Imported “best practices” rarely help. Countries copy the visible forms of successful systems digital platforms, governance frameworks, organisational charts, without acquiring the invisible functions that make them work elsewhere: disciplined procurement, honest audit, stable staffing, credible regulation, and long-term budgeting.

The result is modern-looking shells with fragile interiors.

This leads to a familiar disappointment: “We tried that model. It doesn’t work here.”
But what failed was not the idea. It was the assumption set.

So where does that leave us?

Not in cynicism, and not in blind imitation.
The way forward is staged systems building.
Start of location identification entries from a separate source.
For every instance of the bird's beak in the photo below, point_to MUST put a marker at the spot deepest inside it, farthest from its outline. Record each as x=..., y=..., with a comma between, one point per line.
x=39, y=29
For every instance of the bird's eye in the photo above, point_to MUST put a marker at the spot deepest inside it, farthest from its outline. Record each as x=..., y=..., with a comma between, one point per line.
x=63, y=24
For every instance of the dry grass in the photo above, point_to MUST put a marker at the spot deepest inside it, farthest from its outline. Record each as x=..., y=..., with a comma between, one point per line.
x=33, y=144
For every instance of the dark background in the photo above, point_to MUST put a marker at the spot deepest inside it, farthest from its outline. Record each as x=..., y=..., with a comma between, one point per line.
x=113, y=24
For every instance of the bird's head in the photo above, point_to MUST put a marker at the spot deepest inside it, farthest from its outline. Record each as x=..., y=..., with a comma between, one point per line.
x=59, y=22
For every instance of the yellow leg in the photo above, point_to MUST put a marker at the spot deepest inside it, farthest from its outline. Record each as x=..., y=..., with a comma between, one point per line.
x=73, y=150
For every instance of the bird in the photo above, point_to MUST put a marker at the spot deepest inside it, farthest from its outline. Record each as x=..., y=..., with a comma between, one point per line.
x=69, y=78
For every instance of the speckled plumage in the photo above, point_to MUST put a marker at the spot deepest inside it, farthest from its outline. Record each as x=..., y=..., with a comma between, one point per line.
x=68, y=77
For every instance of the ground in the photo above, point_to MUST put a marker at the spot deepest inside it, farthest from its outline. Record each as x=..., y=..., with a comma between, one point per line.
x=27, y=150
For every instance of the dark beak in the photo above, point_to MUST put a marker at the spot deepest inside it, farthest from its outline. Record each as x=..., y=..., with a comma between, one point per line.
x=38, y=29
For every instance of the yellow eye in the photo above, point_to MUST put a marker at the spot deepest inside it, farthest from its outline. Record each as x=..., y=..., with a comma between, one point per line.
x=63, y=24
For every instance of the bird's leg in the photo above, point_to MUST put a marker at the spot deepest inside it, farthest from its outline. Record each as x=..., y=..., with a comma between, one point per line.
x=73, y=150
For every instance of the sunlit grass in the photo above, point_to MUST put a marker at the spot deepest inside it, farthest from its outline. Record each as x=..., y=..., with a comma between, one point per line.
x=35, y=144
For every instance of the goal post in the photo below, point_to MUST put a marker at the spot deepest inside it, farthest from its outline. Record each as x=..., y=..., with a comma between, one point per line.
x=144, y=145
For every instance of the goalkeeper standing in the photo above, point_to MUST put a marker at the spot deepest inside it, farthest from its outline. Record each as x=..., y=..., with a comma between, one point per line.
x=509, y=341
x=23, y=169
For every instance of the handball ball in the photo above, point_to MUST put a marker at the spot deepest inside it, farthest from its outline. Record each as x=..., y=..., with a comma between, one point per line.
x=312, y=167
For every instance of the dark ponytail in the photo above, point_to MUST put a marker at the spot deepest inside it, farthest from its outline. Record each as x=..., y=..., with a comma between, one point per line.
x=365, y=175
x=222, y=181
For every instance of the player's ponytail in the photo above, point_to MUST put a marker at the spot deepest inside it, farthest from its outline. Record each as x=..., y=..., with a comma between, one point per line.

Start with modular interventions that deliver real value. Use them deliberately to build operational trust. Introduce shared services, including procurement, laboratories, maintenance, and training. Create small islands of reliability. Begin tracking outcomes for a handful of clinical pathways. Establish clear referral rules. Protect learning spaces where failure is analysed rather than punished.

Only then increase integration.

Systems cannot be imposed wholesale. They must be earned through accumulated competence.

This reframes development itself.

Progress is not about leaping from fragmentation to integration overnight. It is about recognising that in low-coordination environments, plug-and-play solutions are stepping stones, not endpoints. The task is to use them consciously to convert modular success into institutional capability.

Healthcare teaches us this lesson with painful clarity.

You can buy scanners. You can install software. You can build hospitals.
But without continuity, without shared accountability, without ownership of the patient journey, you don’t have a health system. You have expensive islands.

Real systems emerge not from grand design, but from boring reliability, maintained interfaces, aligned incentives, and the slow accumulation of trust.

That is the hard work.

Until we face it honestly, plug-and-play will continue to prevail not because it is better, but because it is easier.